A campaign has been launched in support of a memorial to a gay activist from Portrush who co-founded a movement to support striking Welsh miners.
ark Ashton established the Lesbians and Gays Support the Miners (LGSM) to support the miners when they went on strike in 1984. He grew up in Co Antrim and studied at the Catering College in Coleraine before moving to London as a young man, where he dressed as a woman to work in the Conservative Club in King's Cross.
He died at the age of 26 after being diagnosed with AIDS and has been memorialised with a blue plaque in his memory above the Gay's The Word bookshop in Marchmont Street in London, as well as a garden named after him in Paris. No such memorial exists in Northern Ireland.
The Mark Ashton Trust was also created in his memory to raise money for people living with HIV and the Mark Ashton Red Ribbon Fund has collected more than £40,000 for sexual health campaign group the Terrence Higgins Trust.
The activities of LGSM were later dramatised in Pride, a film released in 2014 featuring American actor Ben Schnetzer as Mr Ashton.
The organiser of a petition for a Northern Ireland memorial, Jude Copeland, a solicitor living in Belfast, said he became interested in Mr Ashton after seeing the film and attending a talk given by members of the group.
He met Mike Jackson, who co-founded LGSM with Mr Ashton after they collected donations for miners at a Pride march in London.
"In the film you see them [LGSM] being treated with hostility and that's complete divergence because all the miners were grateful to have someone interested in their cause," said Mr Copeland.

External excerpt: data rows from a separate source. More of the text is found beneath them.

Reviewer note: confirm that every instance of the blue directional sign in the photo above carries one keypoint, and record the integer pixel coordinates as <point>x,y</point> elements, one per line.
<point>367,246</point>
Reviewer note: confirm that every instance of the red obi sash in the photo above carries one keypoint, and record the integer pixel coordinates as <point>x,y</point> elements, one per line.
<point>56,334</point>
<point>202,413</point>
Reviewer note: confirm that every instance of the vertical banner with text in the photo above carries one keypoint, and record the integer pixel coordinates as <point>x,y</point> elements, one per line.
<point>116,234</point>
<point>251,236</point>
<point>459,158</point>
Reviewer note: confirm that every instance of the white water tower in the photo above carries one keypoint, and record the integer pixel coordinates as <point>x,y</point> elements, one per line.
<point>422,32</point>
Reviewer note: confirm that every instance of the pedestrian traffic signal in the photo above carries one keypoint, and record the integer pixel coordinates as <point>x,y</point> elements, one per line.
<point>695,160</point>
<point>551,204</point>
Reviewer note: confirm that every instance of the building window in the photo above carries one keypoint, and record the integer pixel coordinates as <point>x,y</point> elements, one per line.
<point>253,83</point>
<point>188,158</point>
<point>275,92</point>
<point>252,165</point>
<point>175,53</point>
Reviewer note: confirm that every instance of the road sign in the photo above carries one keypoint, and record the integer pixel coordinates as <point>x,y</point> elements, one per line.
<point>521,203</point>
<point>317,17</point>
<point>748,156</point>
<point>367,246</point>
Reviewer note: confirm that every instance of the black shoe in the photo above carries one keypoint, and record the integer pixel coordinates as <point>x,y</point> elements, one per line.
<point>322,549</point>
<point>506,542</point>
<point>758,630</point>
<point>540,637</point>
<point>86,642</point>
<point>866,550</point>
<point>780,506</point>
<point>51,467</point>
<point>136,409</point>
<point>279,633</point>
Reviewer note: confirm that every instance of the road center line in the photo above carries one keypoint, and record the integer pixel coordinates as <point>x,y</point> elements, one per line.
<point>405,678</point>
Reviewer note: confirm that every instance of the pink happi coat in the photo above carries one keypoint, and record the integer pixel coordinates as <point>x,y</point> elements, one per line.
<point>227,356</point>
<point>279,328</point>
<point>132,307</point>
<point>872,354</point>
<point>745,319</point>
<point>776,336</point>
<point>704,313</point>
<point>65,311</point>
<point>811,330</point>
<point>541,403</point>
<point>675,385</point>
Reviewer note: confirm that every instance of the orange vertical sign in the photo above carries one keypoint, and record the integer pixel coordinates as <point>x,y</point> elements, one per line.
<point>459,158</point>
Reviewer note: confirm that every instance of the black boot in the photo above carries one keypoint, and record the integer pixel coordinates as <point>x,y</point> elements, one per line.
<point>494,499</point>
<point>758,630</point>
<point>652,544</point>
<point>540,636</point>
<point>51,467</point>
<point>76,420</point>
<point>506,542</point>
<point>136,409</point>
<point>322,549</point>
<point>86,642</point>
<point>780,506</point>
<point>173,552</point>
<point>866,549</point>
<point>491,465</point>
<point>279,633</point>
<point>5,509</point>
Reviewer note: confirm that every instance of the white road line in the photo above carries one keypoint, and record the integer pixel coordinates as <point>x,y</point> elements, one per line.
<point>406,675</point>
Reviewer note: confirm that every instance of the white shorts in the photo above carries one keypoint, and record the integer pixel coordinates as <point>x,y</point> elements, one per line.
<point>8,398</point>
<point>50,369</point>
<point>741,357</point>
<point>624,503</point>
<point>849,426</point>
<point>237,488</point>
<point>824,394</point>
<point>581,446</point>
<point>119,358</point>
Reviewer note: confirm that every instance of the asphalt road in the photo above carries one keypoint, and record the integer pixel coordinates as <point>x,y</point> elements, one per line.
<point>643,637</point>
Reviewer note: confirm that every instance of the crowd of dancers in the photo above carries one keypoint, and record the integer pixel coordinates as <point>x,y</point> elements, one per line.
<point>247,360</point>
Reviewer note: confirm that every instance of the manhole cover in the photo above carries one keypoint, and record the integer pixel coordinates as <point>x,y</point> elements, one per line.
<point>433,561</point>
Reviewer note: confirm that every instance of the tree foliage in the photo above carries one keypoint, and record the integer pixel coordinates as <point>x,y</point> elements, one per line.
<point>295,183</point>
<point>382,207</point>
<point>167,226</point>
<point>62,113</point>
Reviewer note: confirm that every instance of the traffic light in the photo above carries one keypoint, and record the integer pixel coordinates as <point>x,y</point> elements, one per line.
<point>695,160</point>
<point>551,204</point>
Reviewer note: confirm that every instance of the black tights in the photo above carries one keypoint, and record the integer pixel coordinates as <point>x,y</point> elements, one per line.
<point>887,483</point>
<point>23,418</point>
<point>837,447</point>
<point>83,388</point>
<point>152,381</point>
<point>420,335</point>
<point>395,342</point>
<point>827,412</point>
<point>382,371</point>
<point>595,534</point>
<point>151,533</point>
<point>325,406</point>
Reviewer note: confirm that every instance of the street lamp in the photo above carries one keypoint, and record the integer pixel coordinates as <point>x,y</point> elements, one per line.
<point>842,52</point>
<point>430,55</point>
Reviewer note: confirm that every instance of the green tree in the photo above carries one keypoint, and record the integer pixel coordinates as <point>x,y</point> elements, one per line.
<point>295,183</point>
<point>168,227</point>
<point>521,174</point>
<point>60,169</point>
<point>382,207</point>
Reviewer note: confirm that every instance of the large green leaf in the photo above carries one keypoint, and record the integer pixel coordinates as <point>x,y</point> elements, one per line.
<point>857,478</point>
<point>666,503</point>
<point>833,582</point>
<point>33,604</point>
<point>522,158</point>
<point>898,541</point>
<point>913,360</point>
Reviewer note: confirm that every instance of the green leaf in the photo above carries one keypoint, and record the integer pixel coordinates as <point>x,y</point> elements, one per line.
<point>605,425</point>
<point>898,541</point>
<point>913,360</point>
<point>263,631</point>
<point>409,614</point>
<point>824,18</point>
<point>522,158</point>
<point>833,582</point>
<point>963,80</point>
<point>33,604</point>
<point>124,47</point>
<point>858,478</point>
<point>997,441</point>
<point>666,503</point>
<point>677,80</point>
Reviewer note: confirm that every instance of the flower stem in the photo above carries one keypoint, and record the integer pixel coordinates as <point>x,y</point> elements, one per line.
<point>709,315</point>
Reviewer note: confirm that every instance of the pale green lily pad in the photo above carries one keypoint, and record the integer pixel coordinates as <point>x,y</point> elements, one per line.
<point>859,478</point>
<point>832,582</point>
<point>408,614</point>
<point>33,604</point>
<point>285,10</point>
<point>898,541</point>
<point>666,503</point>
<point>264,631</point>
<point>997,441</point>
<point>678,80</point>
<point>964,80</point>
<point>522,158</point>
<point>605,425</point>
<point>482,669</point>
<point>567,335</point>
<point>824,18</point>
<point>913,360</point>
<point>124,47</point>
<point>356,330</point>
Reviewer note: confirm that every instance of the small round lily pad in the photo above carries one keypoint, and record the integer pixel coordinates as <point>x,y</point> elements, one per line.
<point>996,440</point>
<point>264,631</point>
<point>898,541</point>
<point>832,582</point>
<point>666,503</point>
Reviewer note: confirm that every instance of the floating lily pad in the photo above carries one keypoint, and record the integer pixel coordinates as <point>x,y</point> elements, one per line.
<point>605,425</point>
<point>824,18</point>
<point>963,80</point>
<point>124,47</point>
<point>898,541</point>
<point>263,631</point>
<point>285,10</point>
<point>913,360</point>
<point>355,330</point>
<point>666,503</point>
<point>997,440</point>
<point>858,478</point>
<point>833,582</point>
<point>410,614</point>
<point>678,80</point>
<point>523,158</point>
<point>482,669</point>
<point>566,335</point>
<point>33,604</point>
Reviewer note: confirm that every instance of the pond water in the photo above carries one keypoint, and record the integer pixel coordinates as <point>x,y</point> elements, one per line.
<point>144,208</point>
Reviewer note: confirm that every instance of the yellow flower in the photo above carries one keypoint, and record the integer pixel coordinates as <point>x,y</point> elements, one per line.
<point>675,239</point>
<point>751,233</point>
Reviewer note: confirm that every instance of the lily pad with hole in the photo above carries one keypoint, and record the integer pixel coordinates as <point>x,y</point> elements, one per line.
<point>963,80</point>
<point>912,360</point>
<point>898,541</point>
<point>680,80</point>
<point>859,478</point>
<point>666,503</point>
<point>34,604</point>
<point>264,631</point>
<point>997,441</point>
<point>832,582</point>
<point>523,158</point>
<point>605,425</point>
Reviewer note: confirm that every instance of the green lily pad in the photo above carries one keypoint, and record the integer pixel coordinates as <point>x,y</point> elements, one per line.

"The strike action ended and the miners went to Pride so there was real solidarity. It was because of their union membership connection that the unions got a motion at the Labour annual conference about supporting gay rights. That led to Tony Blair's government," he said.
The recent success of Channel 4's It's A Sin, a television programme which follows a group of friends whose lives are changed irrevocably by the HIV/AIDS epidemic, has created interest in the topic, he said. "My belief is that you have to give people the opportunity to support things.
"It's very easy to say it will only be of interest to left-wing people but I think he's somebody everybody could be proud of," said Mr Copeland.
A plaque in Portrush for Mr Ashton would allow the community to talk about the isolation of people around LGBT issues now and in the past, he said. "It's about unlocking and giving people permission to be supportive of these causes. I think a plaque around the north or south strand would be a nice way."
UUP MLA Doug Beattie said the campaign for a memorial was a "great idea". "I think we do, at times, forget about our social history and what has shaped us as a society here at home and events worldwide," he said.
DUP councillor for Coleraine George Duddy said the memorial would have to be discussed by Causeway Coast and Glens council before any decision was made.
"It would be nice to know a bit more about him and the part he did play and then that would have to go through council processes and public consultation before any decision would be taken on it," he said.